Segundo ele, apenas os 50 corpos que foram encontrados e identificados receberam a documentação. Dos 228 mortos no acidente, 58 eram brasileiros. "O acidente ficou mundialmente conhecido e não há chance de existirem sobreviventes, então não vejo razão para não expedirem os atestados de óbito por morte presumida", disse. "Se houver vontade política, é um processo rápido. O presidente edita uma medida provisória para que um juiz possa expedir os atestados".

A associação entrou com ação na Procuradoria-Geral da República para que seja aberto um inquérito e a Air France responda criminalmente pelo acidente também no Brasil. Até agora, o acidente está sendo investigado exclusivamente pelas autoridades francesas.

Para Marinho, as investigações realizadas até o momento indicam que houve falha no tubo de pitot (sensor de velocidade da aeronave) e que essa falha foi ignorada pela Air France. As causas do acidente ainda não foram esclarecidas.

Empresa divulga nota
Em nota oficial divulgada hoje, a Air France afirma que "muitas questões, de jurídicas a outras de foro particular, precisam ser consideradas neste processo, o que pode fazer com que alguns procedimentos sejam concluídos mais rapidamente do que outros".

A empresa diz que, atualmente, trabalha em cinco frentes: "concluir os processos de indenização; entregar às famílias os objetos encontrados e identificados; finalizar a emissão dos certificados de óbito - até o momento, foram emitidas 29 certidões de óbito de brasileiros, as demais estão em andamento; manter o fluxo de informação atuante e esclarecer por diferentes canais as dúvidas dos familiares; prestar assistência psicológica quando solicitada".

A Air France cita ainda que "imediatamente após o acidente a Air France assumiu um compromisso, que foi colocado acima dos outros: o de dar apoio às famílias e tomar as providências para que elas fossem amparadas emocionalmente, primeiramente, e financeiramente, em seguida".

Condenações
A Air France já foi condenada em pelo menos sete das cerca de 20 ações de familiares de vítimas em andamento no Brasil. Três processos já foram julgados no Tribunal de Justiça do Rio de Janeiro e a companhia aérea foi condenada a pagar pensão mensal por 24 meses em valor compatível com o ganho da família e sete salários mínimos (R$ 3.200) em tratamento psicológico para cada familiar.

Segundo o advogado João Tancredo, que representa oito famílias, a Air France recorreu em todos os processos para não ter que pagar a assistência psicológica. "Agora o juiz vai indicar um perito, que vai analisar cada familiar. O recurso, no entanto, não suspende o tratamento", explicou.

O acidente
No dia 31 de maio, o Airbus A330 da Air France caiu no oceano Atlântico com 228 pessoas a bordo quando fazia o trajeto Rio-Paris. Havia 58 brasileiros na aeronave.

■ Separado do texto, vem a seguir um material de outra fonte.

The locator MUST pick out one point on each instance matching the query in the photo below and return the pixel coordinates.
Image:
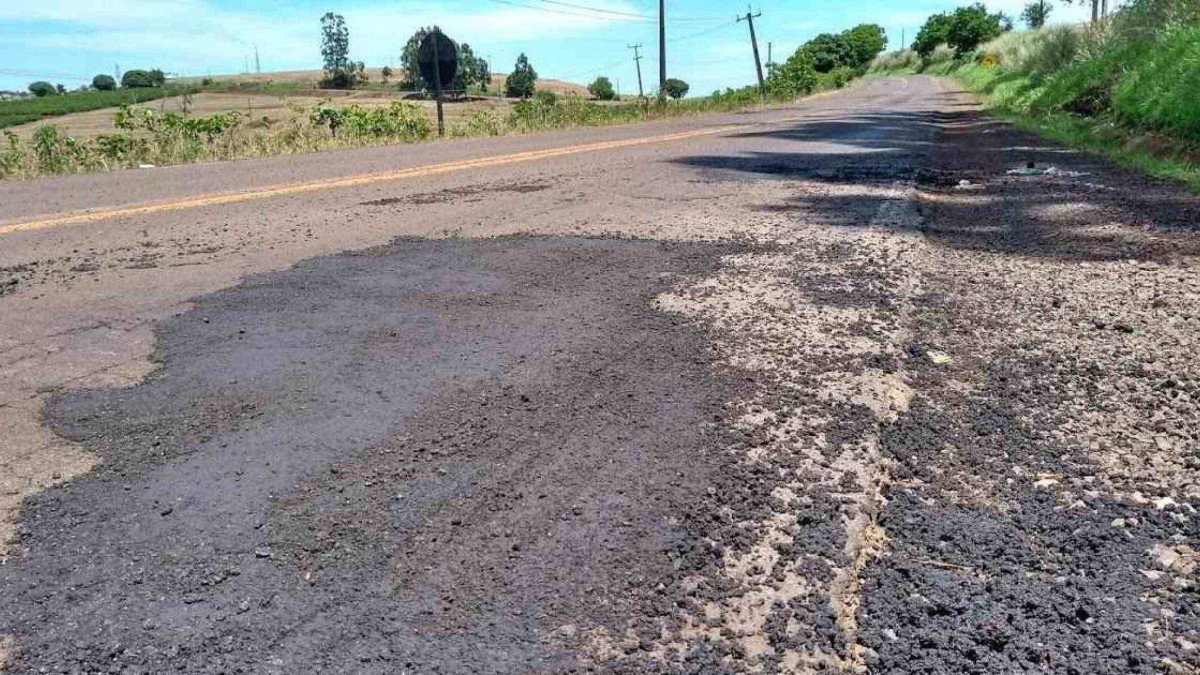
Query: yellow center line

Os destroços foram encontrados a 1.020 km de distância de Natal (RN). As equipes de busca do Brasil e da França não conseguiram achar a maior parte dos restos do avião e, no dia 20 de agosto, a BEA colocou fim às buscas pelas caixas-pretas.

Ainda não se sabe exatamente o que provocou o acidente, mas algumas hipóteses foram levantadas: mau tempo, problemas técnicos e falha humana.

Após o acidente, a Agência Europeia de Segurança da Aviação Civil (EASA) ordenou a substituição dos tubos de pitot da marca Thalès, que equipavam todos os Airbus A330 da frota da Air France, inclusive o avião acidentado.